Au marché à viande de Dembé, à N’Djamena, les étals regorgent de carcasses de bœuf, de mouton et de chèvre. Les clients s’y pressent chaque matin, habitués à cette viande qui constitue un aliment de base dans la cuisine tchadienne. Riche en protéines et symbole de prestige, la viande est omniprésente dans les assiettes, surtout lors des fêtes. Mais au-delà de ses vertus nutritives, sa consommation soulève aujourd’hui de sérieuses préoccupations sanitaires et environnementales.
Une culture culinaire bien ancrée
Au Tchad, consommer de la viande, c’est perpétuer un héritage culturel. Dans les familles, elle est souvent réservée aux grandes occasions : mariages, baptêmes, fêtes religieuses. « Quand il n’y a pas de viande, la fête n’est pas complète », confie Hadje Amina, une mère de famille rencontrée à Farcha. L’élevage, notamment dans les régions sahéliennes, soutient cette tradition. Environ 40 % de la population dépend de cette activité, selon le ministère de l’Élevage.
Une source précieuse de nutriments
Sur le plan nutritionnel, la viande apporte des protéines de qualité, du fer, du zinc et des vitamines du groupe B. « Chez les enfants en croissance ou les femmes enceintes, une consommation modérée de viande contribue à prévenir certaines carences », explique le Dr Mahamat Moussa, nutritionniste à l’hôpital général de N’Djamena. Elle constitue aussi une source d’énergie essentielle pour les populations rurales qui mènent des activités physiques intenses.
Mais des risques non négligeables
Cependant, la face cachée de cette consommation est moins reluisante. Une étude menée en 2023 par l’Ordre national des vétérinaires du Tchad révèle que près de 60 % de la viande vendue dans les marchés échappe à tout contrôle sanitaire.
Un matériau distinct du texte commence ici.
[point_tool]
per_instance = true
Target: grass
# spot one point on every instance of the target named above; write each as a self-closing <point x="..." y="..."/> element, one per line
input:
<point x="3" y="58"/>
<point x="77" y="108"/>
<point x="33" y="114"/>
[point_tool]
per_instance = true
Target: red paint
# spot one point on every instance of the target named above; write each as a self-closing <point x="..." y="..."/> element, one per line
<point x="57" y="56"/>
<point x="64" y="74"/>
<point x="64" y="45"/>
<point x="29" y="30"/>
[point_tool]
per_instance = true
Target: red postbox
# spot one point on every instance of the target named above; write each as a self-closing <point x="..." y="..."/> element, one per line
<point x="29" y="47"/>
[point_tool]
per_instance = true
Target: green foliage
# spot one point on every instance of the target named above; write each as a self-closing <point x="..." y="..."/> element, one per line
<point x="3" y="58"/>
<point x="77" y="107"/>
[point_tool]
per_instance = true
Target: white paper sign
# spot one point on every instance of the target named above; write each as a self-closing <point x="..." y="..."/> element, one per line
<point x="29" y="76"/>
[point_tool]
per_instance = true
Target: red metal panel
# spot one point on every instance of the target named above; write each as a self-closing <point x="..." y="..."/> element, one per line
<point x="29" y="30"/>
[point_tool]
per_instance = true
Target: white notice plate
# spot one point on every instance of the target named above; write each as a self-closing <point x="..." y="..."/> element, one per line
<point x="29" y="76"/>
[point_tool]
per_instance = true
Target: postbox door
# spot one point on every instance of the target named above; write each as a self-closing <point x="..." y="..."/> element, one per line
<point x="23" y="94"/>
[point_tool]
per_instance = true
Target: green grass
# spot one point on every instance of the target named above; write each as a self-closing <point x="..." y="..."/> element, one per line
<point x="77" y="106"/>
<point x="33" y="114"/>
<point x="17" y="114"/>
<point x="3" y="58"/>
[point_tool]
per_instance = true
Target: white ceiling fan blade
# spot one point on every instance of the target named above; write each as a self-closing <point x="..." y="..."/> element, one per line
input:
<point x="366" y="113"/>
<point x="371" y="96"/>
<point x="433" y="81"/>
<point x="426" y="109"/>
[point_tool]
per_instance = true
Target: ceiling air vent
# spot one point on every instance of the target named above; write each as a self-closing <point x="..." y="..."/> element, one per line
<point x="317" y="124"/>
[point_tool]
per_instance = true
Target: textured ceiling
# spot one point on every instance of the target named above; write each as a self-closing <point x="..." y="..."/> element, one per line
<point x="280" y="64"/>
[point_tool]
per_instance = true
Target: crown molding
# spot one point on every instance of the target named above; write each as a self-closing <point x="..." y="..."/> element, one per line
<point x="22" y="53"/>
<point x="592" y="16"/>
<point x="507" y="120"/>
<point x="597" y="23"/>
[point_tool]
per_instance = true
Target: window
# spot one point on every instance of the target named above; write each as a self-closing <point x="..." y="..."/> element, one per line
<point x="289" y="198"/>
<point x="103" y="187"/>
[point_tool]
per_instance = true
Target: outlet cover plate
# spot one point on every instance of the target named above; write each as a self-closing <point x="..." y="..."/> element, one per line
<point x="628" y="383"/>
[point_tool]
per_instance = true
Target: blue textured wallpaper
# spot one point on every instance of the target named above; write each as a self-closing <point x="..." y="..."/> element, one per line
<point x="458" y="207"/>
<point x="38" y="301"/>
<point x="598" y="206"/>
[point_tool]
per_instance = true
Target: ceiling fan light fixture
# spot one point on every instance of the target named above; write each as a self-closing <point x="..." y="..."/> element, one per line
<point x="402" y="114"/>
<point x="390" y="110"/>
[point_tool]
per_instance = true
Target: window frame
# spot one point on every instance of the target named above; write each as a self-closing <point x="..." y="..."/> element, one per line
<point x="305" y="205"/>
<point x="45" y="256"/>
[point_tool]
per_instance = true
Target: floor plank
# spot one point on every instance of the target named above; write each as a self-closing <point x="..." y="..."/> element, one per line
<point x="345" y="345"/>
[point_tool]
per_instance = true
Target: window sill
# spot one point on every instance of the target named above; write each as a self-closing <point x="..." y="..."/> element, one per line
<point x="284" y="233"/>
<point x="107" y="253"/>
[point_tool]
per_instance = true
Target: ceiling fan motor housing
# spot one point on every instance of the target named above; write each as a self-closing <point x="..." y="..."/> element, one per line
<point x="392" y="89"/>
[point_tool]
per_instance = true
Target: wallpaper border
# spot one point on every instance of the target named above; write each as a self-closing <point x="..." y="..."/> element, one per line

Abattages clandestins, absence de réfrigération, transports inadéquats : autant de facteurs qui favorisent la prolifération de maladies d’origine animale.
« Nous constatons une recrudescence de cas de toxi-infections alimentaires, surtout pendant la saison chaude », alerte le Dr Zara Yacoub, médecin généraliste. À cela s’ajoute une tendance inquiétante à la surconsommation de viande rouge, associée à des risques d’hypertension, de diabète et de maladies cardiovasculaires.
Un impact écologique sous-estimé
Au-delà des risques pour la santé, l’élevage intensif pèse sur l’environnement. Le surpâturage contribue à la dégradation des terres, accentue la désertification et alimente les conflits entre éleveurs et agriculteurs. Dans certaines régions du Sud, les tensions sont récurrentes lors de la transhumance.
Vers une consommation plus raisonnée
Pour les spécialistes, il ne s’agit pas de renoncer à la viande, mais d’en consommer autrement. « Diversifier les sources de protéines, privilégier les circuits d’abattage contrôlés et adopter de meilleures pratiques d’élevage sont des solutions réalistes », propose le Pr Abakar Mahamat, enseignant en santé publique à l’Université de N’Djamena.
Le gouvernement, de son côté, mise sur la modernisation des abattoirs et la formation des bouchers pour améliorer la qualité sanitaire. Mais les moyens restent limités.
La viande, pilier de l’alimentation tchadienne, est à la croisée des chemins. Si elle reste indispensable pour des millions de familles, sa consommation soulève des défis majeurs pour la santé publique et l’environnement. La sensibilisation, la régulation et l’éducation des consommateurs seront les clés d’un changement durable.